Sotheby’s is overhauling its fee structure in what constitutes the first major revision to its terms since 1979.
“It’s the most significant change that we’ve made to our fee structure since introducing the buyer’s premium 45 years ago,” Sebastian Fahey, Sotheby’s managing director of global fine art, told Observer.
The revised fee schedule has been in the making for several months and aims to address high buyer premiums and ambiguous selling fees. “If you look across the market, we’re seeing a lot of new buyers coming in,” said Fahey. “This takes away some of the barriers to participating at auction because it’s much clearer and easier to understand.”
In May, buyer’s premiums will be reduced by 26 percent for most lots. Instead of the previous tiered fee system based on the value of a sale item, buyers will pay a 20 percent premium for lots valued up to $6 million and an additional 10 percent premium for any portion above that. For example, a lot that sells for $10 million will see a 20 percent premium on the first $6 million and a 10 percent premium on the remaining $4 million. Sotheby’s will also sunset the 1 percent administrative fee on all sales.
Previously, a calculator was required to understand the buyer’s fees, according to Fahey. “We actually found that in auctions, sometimes you’d have delays as people were trying to calculate what the next bid would be and what the commission would be on that, and then potentially also turning that into another currency,” he said. “This takes away a lot of that.”
The revisions were implemented in response to buyers seeking lower premium fees at Sotheby’s, which has incrementally been increasing the fees over the past four and a half decades. “We’re of the belief that by reducing the price for the buyer, that will attract more participants,” said Fahey.
The revisions could also encourage higher hammer prices
Sotheby’s is also addressing concerns from sellers seeking more clarity on selling fees from the auction house, which has seen a rise in bespoke negotiations. “In today’s market, it’s been a little more opaque what each seller is paying,” said Fahey. Now, Sotheby’s is introducing a uniform seller’s commission rate of 10 percent for all lots with a low estimate of $5 million or less—one that will be capped at $50,000.
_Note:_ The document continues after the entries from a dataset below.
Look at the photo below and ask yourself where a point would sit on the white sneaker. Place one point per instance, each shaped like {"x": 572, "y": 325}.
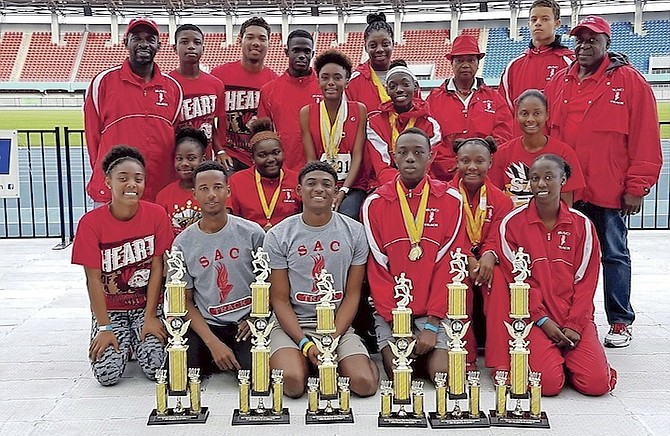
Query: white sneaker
{"x": 619, "y": 335}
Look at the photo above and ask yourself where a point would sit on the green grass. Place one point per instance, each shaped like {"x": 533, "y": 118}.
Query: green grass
{"x": 42, "y": 120}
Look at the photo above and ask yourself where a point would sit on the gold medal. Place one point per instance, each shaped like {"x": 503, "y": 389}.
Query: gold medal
{"x": 415, "y": 252}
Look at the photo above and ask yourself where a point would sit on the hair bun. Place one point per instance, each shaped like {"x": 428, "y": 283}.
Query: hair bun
{"x": 372, "y": 17}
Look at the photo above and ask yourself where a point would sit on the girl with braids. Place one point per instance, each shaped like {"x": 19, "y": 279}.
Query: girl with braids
{"x": 177, "y": 197}
{"x": 264, "y": 193}
{"x": 565, "y": 254}
{"x": 403, "y": 111}
{"x": 120, "y": 245}
{"x": 484, "y": 205}
{"x": 513, "y": 160}
{"x": 334, "y": 131}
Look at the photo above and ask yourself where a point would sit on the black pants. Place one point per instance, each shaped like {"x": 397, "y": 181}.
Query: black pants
{"x": 199, "y": 356}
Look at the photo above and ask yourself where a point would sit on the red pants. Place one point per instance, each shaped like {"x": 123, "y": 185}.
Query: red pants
{"x": 586, "y": 365}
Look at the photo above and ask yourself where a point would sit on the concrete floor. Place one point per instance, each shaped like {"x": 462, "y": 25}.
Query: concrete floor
{"x": 46, "y": 386}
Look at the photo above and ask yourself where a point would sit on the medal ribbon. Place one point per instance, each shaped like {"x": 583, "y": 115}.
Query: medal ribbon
{"x": 381, "y": 90}
{"x": 393, "y": 120}
{"x": 474, "y": 223}
{"x": 331, "y": 135}
{"x": 413, "y": 225}
{"x": 268, "y": 210}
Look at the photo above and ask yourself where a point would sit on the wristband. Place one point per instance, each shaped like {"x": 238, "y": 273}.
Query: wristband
{"x": 541, "y": 321}
{"x": 308, "y": 345}
{"x": 302, "y": 342}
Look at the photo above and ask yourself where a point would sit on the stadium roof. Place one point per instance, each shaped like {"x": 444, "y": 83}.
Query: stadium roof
{"x": 198, "y": 8}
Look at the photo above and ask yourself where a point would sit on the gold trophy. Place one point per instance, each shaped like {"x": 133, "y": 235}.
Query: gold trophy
{"x": 523, "y": 385}
{"x": 180, "y": 381}
{"x": 328, "y": 386}
{"x": 259, "y": 381}
{"x": 402, "y": 391}
{"x": 455, "y": 385}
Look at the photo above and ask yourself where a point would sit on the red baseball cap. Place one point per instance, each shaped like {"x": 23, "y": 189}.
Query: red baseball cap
{"x": 465, "y": 45}
{"x": 142, "y": 21}
{"x": 593, "y": 23}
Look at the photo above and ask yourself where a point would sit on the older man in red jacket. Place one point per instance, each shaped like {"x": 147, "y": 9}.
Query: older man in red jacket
{"x": 602, "y": 107}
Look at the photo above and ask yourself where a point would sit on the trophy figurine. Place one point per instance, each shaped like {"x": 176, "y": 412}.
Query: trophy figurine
{"x": 457, "y": 385}
{"x": 523, "y": 384}
{"x": 259, "y": 382}
{"x": 180, "y": 381}
{"x": 328, "y": 386}
{"x": 402, "y": 391}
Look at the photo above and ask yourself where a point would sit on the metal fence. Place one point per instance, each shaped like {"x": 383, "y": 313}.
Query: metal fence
{"x": 54, "y": 169}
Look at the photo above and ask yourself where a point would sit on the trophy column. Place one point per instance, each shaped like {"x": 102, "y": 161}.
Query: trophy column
{"x": 520, "y": 375}
{"x": 259, "y": 382}
{"x": 402, "y": 391}
{"x": 328, "y": 386}
{"x": 455, "y": 386}
{"x": 180, "y": 381}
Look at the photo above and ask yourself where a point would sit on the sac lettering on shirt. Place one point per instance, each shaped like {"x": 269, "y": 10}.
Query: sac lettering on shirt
{"x": 222, "y": 283}
{"x": 319, "y": 263}
{"x": 127, "y": 253}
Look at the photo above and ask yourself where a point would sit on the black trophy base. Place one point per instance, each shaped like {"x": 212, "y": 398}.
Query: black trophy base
{"x": 509, "y": 419}
{"x": 334, "y": 417}
{"x": 463, "y": 421}
{"x": 178, "y": 418}
{"x": 267, "y": 416}
{"x": 405, "y": 420}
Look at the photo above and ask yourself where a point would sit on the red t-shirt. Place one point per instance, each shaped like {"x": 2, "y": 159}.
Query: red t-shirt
{"x": 512, "y": 162}
{"x": 180, "y": 205}
{"x": 122, "y": 251}
{"x": 204, "y": 100}
{"x": 242, "y": 97}
{"x": 346, "y": 147}
{"x": 244, "y": 200}
{"x": 281, "y": 101}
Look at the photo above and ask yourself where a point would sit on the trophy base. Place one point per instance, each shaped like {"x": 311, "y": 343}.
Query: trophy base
{"x": 178, "y": 418}
{"x": 266, "y": 417}
{"x": 511, "y": 420}
{"x": 334, "y": 417}
{"x": 408, "y": 420}
{"x": 464, "y": 421}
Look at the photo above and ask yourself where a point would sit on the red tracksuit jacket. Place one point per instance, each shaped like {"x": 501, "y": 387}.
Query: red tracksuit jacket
{"x": 565, "y": 263}
{"x": 443, "y": 232}
{"x": 619, "y": 146}
{"x": 378, "y": 145}
{"x": 281, "y": 101}
{"x": 486, "y": 115}
{"x": 533, "y": 69}
{"x": 120, "y": 109}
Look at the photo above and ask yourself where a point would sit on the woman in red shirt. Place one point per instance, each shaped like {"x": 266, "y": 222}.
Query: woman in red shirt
{"x": 484, "y": 205}
{"x": 565, "y": 264}
{"x": 177, "y": 197}
{"x": 333, "y": 131}
{"x": 120, "y": 245}
{"x": 264, "y": 193}
{"x": 514, "y": 158}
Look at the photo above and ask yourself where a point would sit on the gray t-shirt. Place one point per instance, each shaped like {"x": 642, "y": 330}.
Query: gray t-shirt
{"x": 306, "y": 250}
{"x": 218, "y": 268}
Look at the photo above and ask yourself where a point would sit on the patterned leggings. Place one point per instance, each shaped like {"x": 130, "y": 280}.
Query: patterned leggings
{"x": 127, "y": 328}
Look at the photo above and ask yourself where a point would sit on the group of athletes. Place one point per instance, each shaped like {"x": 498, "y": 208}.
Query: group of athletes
{"x": 349, "y": 169}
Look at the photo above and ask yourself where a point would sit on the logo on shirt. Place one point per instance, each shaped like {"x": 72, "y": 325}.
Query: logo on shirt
{"x": 552, "y": 70}
{"x": 161, "y": 97}
{"x": 562, "y": 244}
{"x": 616, "y": 99}
{"x": 488, "y": 106}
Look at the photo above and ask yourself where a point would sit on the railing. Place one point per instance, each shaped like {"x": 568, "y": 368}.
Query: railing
{"x": 54, "y": 169}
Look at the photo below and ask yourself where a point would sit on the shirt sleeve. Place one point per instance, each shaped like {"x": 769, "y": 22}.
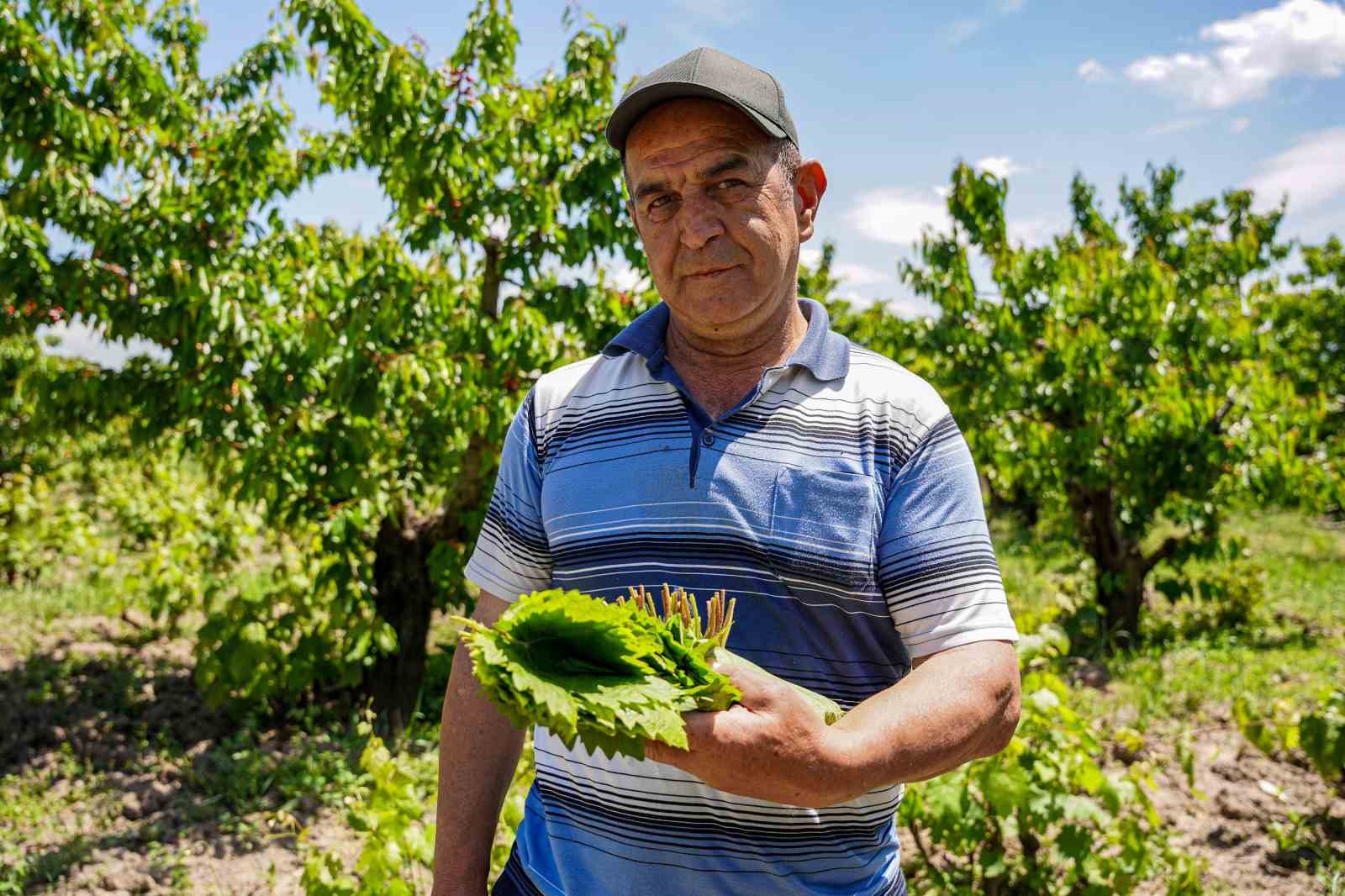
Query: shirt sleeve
{"x": 936, "y": 566}
{"x": 511, "y": 555}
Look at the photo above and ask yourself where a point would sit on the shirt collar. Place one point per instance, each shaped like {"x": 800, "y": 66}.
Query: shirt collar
{"x": 824, "y": 351}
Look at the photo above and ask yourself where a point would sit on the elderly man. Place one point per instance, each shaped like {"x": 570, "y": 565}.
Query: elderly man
{"x": 730, "y": 439}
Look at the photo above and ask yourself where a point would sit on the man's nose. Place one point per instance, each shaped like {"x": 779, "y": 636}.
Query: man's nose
{"x": 701, "y": 221}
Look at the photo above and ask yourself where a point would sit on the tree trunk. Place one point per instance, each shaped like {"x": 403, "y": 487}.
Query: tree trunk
{"x": 405, "y": 596}
{"x": 1122, "y": 567}
{"x": 405, "y": 600}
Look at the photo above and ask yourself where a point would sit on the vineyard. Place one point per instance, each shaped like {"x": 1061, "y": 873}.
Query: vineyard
{"x": 229, "y": 572}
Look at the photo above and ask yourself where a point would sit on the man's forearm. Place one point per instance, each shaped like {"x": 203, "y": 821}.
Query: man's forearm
{"x": 958, "y": 705}
{"x": 477, "y": 754}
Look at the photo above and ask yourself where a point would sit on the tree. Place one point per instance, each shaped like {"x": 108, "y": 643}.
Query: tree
{"x": 1309, "y": 329}
{"x": 1121, "y": 380}
{"x": 356, "y": 387}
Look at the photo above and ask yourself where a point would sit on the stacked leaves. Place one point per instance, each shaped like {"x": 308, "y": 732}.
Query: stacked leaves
{"x": 609, "y": 674}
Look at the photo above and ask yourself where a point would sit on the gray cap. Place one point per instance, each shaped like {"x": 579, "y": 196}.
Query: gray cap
{"x": 705, "y": 73}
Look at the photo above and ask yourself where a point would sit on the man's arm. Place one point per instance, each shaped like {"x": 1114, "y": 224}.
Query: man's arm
{"x": 477, "y": 751}
{"x": 955, "y": 705}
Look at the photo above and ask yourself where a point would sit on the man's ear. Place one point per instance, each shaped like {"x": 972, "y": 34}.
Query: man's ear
{"x": 810, "y": 185}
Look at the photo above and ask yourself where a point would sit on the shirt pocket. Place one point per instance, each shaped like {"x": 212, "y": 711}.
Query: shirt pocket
{"x": 824, "y": 528}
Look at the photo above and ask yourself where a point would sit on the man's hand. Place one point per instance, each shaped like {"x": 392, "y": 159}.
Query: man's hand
{"x": 771, "y": 746}
{"x": 957, "y": 705}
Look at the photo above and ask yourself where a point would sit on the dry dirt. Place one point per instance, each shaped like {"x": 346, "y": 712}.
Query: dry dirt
{"x": 148, "y": 826}
{"x": 145, "y": 825}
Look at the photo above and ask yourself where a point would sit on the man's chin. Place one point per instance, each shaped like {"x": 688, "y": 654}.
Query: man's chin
{"x": 717, "y": 308}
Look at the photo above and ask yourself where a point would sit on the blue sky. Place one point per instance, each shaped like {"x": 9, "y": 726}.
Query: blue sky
{"x": 888, "y": 96}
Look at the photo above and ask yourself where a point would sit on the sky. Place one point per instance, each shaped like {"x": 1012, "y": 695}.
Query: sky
{"x": 889, "y": 96}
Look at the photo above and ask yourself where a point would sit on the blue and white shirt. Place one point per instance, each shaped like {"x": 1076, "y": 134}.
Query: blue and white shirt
{"x": 838, "y": 502}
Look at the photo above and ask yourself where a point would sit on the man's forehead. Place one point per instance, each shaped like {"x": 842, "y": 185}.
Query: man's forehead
{"x": 683, "y": 129}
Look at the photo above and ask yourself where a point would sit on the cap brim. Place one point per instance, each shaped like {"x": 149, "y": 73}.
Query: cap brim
{"x": 636, "y": 105}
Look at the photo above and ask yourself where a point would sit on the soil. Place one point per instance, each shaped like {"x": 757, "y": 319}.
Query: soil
{"x": 94, "y": 694}
{"x": 148, "y": 826}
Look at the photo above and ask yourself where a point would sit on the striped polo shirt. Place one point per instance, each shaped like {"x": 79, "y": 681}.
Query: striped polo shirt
{"x": 837, "y": 502}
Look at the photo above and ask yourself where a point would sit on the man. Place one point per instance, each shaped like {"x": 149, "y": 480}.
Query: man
{"x": 728, "y": 439}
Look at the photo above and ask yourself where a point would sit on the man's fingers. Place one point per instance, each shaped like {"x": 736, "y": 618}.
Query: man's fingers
{"x": 757, "y": 687}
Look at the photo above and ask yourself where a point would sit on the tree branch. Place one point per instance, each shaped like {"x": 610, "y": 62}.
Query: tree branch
{"x": 1170, "y": 546}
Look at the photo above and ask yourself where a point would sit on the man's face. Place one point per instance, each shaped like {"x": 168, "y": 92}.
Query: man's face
{"x": 719, "y": 219}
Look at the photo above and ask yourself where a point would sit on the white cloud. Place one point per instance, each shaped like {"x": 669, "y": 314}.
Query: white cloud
{"x": 851, "y": 272}
{"x": 1311, "y": 172}
{"x": 856, "y": 275}
{"x": 81, "y": 340}
{"x": 716, "y": 13}
{"x": 1001, "y": 167}
{"x": 1297, "y": 38}
{"x": 1181, "y": 125}
{"x": 1093, "y": 71}
{"x": 1036, "y": 232}
{"x": 963, "y": 30}
{"x": 898, "y": 215}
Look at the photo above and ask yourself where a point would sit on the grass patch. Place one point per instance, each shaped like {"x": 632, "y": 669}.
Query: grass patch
{"x": 35, "y": 809}
{"x": 1184, "y": 673}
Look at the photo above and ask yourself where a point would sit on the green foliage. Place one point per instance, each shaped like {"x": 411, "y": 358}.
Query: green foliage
{"x": 388, "y": 809}
{"x": 609, "y": 674}
{"x": 1130, "y": 385}
{"x": 1320, "y": 732}
{"x": 354, "y": 389}
{"x": 1044, "y": 815}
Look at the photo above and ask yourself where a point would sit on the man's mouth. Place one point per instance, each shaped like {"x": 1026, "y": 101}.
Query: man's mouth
{"x": 708, "y": 275}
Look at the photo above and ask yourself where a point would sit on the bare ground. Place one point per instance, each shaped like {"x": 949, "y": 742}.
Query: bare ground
{"x": 91, "y": 710}
{"x": 128, "y": 774}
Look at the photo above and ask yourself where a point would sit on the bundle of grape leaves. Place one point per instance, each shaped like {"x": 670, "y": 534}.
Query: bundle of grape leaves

This will be waived for works valued between $5 million and $20 million, while sellers will also receive 40 percent of the buyer’s premium for works valued between $20 million and $50 million. Sotheby’s will implement a 2 percent performance fee from sellers for any lots that sell above their high estimate. And for guaranteed works, the auction house is introducing a fixed fee of 4 percent of the guarantee amount.
The new fee system will apply to all of Sotheby’s global auctions excluding cars, real estate, wine and spirits. These markets have separate fee structures that are already more simplified than the rest of the auction business. The revised seller terms will take effect for consignments signed after April 15 for auctions taking place on or after May 20, while the new buyer’s premiums will go into effect on May 20.
“It really is about reducing the ambiguity and complexity and being something simple, fair and easy to understand,” said Fahey. “It takes away the time that both clients and the specialists need to be negotiating bespoke deal terms and consignment terms, and that allows us to focus on client experience and generating the best price for ourselves.”